Expression of hair follicle differentiation markers. Immunofluorescence staining of K15ΔNβ-cateninER (K15) and ∆K5ΔNβ-cateninER (ΔK5) transgenic back skin following 21 days of 4OHT treatment. Sections were labeled with antibodies to (A–C, F) CDP (red), (D, E) S100A3 (red) or (G–I) K31 (red), and keratin 14 (green), with DAPI nuclear counterstain (blue). Scale bars: 50 µm.

Fig. 8

Sebaceous gland differentiation. Immunofluorescence staining of wild type (WT) and ∆K5ΔNβ-cateninER (ΔK5) transgenic back (A–C) and tail (D) skin following 21 days of 4OHT treatment. Skin in (C) was left untreated for a further 21 days. Sections were labeled with antibodies fatty acid synthase (red) and keratin 14 (green), with DAPI nuclear counterstain (blue). Asterisks indicate fatty acid synthase positive regions. Arrows in (B) indicate ectopic HF arising from SG. Arrows in (D) indicate cysts. Scale bar: 50 µm.

Fig. 9

Expression of stem cell markers K15 and Lrig1. Immunofluorescence staining of wild type (WT), K15ΔNβ-cateninER (K15) and ∆K5ΔNβ-cateninER (ΔK5) transgenic skin following 21 days of 4OHT treatment. (A–C) Tail skin whole mounts labeled for K15 (red) and K14 (green) with DAPI nuclear counterstain (blue). Brackets indicate position of bulge in existing follicles. (D–F) Back skin sections labeled with anti-Lrig1 (red) with DAPI nuclear counterstain (blue).

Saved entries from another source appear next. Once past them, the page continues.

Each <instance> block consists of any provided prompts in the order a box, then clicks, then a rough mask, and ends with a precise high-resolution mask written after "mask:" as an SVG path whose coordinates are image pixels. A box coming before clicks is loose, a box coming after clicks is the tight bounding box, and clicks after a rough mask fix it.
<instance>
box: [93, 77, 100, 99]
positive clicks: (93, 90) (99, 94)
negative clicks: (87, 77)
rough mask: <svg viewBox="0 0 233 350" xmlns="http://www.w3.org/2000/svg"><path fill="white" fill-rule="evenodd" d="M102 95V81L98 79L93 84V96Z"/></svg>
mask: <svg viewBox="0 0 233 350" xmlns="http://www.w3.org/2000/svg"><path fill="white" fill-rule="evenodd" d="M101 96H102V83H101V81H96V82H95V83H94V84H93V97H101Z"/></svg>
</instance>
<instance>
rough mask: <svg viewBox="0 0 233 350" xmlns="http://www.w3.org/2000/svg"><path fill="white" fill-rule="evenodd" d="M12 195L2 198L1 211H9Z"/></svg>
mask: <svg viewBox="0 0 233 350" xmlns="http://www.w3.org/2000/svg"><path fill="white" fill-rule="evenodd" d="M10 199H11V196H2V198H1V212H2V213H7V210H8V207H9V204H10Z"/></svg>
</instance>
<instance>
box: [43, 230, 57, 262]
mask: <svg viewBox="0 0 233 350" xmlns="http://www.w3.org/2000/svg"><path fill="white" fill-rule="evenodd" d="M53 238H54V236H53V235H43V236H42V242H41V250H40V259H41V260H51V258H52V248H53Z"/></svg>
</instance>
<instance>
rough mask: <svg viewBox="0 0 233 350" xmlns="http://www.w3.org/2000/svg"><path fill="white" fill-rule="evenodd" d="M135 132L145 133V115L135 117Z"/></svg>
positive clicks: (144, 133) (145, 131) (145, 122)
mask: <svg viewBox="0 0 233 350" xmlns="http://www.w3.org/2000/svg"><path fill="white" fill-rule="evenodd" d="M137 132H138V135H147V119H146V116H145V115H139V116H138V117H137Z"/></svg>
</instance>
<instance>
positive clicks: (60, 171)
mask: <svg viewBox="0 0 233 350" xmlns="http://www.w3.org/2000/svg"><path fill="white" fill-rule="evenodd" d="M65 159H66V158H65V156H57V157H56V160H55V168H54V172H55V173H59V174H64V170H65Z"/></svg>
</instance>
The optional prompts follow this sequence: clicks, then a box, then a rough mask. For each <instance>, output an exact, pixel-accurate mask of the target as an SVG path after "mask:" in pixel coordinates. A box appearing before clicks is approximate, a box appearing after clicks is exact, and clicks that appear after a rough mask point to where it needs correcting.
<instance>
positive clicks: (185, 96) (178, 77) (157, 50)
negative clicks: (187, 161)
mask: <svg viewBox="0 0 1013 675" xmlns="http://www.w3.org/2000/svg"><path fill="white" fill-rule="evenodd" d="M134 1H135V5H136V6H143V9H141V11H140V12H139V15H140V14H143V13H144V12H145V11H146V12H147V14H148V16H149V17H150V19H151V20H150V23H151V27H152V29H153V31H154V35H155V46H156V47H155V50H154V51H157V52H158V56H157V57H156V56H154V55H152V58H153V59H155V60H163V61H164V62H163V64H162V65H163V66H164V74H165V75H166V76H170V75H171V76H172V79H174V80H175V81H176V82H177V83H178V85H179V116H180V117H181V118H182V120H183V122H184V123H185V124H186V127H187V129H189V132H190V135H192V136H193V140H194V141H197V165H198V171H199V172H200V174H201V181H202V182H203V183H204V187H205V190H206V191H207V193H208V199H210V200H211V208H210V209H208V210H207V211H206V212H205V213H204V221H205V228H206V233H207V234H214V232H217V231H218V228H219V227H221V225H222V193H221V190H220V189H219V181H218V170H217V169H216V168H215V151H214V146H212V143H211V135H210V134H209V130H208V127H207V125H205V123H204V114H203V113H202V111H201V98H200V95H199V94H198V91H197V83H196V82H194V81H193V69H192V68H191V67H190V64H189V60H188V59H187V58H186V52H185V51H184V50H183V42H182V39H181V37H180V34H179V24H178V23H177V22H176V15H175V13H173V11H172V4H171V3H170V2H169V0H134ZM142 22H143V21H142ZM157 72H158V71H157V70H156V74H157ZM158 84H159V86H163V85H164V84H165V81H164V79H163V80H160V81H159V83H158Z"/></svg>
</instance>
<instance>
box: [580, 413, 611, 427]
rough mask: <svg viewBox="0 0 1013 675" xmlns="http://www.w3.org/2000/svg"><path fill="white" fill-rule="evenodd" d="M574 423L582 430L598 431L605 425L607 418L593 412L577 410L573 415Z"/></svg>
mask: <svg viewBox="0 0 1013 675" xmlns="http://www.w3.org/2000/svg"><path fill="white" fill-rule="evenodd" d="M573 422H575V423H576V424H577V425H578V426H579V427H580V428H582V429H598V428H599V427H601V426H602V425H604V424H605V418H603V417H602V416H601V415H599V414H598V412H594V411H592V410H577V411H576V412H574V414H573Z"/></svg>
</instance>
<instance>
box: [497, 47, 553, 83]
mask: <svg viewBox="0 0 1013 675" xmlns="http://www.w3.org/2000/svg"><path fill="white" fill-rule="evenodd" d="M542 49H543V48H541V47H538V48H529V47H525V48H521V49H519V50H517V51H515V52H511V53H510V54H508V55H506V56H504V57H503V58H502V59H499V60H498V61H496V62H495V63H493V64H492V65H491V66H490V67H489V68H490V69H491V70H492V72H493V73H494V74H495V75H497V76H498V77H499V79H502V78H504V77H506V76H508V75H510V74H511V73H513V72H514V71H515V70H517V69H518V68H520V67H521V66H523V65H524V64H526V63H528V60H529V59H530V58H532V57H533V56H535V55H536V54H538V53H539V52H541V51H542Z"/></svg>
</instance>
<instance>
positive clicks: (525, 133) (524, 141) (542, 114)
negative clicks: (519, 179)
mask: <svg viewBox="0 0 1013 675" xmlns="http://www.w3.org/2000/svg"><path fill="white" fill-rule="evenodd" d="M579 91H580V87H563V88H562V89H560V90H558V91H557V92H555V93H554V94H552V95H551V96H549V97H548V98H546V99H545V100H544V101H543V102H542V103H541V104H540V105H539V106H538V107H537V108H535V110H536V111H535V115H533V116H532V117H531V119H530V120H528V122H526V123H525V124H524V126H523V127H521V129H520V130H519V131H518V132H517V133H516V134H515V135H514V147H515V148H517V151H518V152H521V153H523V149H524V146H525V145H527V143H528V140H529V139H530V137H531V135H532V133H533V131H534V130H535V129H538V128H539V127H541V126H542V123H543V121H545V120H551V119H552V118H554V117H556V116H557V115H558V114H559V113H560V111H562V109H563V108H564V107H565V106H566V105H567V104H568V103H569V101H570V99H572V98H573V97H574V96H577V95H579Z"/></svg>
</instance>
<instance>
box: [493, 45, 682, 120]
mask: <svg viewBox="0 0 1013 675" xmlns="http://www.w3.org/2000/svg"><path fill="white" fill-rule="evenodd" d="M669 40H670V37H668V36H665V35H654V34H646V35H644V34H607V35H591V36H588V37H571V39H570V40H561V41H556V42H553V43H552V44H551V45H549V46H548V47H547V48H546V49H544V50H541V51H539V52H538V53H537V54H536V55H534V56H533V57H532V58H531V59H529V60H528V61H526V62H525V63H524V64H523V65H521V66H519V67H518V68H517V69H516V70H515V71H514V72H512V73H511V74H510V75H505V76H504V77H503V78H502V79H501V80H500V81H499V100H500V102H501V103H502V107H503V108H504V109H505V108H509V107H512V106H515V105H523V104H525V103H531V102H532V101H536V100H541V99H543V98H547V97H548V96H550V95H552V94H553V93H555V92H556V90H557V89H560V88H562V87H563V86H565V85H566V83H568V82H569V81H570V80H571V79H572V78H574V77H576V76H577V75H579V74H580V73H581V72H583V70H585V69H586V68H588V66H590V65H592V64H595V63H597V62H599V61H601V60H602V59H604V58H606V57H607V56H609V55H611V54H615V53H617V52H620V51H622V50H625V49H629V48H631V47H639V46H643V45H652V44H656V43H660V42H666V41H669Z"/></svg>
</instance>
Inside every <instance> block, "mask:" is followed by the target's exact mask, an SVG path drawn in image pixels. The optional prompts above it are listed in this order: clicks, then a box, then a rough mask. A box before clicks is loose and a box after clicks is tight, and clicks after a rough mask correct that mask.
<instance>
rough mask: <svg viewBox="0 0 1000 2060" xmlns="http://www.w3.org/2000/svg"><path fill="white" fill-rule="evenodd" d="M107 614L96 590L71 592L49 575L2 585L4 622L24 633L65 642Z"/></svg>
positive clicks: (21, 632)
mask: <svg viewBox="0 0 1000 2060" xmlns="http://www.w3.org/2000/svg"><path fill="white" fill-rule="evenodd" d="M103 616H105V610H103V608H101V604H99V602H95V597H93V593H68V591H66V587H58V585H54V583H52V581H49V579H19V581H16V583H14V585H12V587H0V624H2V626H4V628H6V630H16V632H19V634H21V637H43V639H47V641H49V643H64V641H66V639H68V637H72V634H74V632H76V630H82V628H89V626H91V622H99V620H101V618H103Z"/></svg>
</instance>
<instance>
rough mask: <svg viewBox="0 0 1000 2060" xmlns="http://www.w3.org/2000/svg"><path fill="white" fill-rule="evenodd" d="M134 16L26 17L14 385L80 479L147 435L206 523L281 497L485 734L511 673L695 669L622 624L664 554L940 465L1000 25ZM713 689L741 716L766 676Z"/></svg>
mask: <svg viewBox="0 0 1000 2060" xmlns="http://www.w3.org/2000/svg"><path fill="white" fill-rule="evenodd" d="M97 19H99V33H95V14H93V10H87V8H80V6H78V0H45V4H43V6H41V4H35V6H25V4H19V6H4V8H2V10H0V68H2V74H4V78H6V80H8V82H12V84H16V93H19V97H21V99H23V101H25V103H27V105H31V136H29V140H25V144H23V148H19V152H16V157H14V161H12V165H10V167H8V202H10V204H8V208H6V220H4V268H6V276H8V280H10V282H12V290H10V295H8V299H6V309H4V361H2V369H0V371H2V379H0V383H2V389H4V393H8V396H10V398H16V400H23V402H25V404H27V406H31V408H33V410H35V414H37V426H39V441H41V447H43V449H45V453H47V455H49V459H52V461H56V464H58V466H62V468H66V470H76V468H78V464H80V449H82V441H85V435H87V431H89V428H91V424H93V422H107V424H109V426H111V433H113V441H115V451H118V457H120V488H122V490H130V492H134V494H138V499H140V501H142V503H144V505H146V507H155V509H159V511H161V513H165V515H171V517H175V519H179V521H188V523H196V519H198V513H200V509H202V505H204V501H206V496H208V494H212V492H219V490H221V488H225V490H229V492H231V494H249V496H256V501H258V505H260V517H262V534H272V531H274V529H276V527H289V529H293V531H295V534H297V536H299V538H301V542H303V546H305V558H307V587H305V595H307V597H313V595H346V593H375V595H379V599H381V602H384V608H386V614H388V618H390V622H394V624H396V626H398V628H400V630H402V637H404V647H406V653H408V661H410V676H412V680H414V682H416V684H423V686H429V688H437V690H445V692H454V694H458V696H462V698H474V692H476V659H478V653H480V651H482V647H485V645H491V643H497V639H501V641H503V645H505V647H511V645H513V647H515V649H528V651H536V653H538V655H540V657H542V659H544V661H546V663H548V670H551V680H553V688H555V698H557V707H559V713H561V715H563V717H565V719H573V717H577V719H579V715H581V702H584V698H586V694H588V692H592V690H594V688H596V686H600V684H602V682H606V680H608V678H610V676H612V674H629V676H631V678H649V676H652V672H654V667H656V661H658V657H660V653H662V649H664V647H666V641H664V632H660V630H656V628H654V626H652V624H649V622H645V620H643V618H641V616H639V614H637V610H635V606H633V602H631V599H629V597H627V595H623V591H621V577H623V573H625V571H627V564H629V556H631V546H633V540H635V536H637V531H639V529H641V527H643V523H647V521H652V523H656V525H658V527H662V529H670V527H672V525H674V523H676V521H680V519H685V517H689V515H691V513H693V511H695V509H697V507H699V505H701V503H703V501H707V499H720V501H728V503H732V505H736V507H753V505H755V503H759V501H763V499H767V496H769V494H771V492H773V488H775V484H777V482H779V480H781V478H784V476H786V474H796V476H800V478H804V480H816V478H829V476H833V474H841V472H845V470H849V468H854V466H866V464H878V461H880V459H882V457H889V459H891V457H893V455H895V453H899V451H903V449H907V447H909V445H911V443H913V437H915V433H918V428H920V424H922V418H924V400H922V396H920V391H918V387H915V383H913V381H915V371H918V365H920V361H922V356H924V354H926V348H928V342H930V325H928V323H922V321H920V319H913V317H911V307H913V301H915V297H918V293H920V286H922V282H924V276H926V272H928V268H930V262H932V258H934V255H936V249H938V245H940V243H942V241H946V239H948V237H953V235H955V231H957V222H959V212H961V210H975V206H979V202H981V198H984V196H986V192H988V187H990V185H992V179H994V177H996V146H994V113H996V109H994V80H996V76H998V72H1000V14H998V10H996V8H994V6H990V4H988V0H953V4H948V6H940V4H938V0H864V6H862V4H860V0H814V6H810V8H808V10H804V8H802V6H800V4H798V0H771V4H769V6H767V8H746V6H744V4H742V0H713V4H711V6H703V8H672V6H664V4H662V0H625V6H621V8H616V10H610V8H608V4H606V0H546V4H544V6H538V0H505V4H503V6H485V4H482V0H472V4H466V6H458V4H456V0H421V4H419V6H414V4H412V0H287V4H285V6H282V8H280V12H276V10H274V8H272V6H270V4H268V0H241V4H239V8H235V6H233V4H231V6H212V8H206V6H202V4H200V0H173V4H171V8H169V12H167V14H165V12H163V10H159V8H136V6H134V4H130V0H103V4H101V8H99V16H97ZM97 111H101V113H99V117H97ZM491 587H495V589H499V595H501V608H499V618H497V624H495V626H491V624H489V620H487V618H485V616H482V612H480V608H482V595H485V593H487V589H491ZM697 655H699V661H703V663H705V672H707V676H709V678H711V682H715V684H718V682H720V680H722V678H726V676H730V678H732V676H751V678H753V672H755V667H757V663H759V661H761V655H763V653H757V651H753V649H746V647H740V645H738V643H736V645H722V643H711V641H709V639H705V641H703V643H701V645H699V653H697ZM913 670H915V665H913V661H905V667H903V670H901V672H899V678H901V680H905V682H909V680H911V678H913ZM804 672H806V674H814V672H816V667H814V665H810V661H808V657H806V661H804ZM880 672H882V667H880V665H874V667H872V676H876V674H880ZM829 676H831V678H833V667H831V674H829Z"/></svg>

Scale bar: 50 µm.

Fig. 10

Effects of combined activation of β-catenin and vitamin D receptor. Back skin of ∆K5ΔNβ-cateninER transgenic mice was treated with (A) 4OHT alone, (B) 1,25-dihydroxyvitamin D3 analogue alone (Vit D) or (C–L) 4OHT and 1,25-dihydroxyvitamin D3 analogue for 14 days. (A–C) H&E stained sections. (D) Ki67 immunohistochemical staining. (E, F) Histochemical detection of alkaline phosphatase activity (red). (G–L) Immunofluorescence staining of (G–I) CDP (red), (J) (α8 integrin (red), (K) K31 (red), (L) S100A3 (red) and keratin 14 (green), with DAPI nuclear counterstain (blue). Scale bars: 50 µm.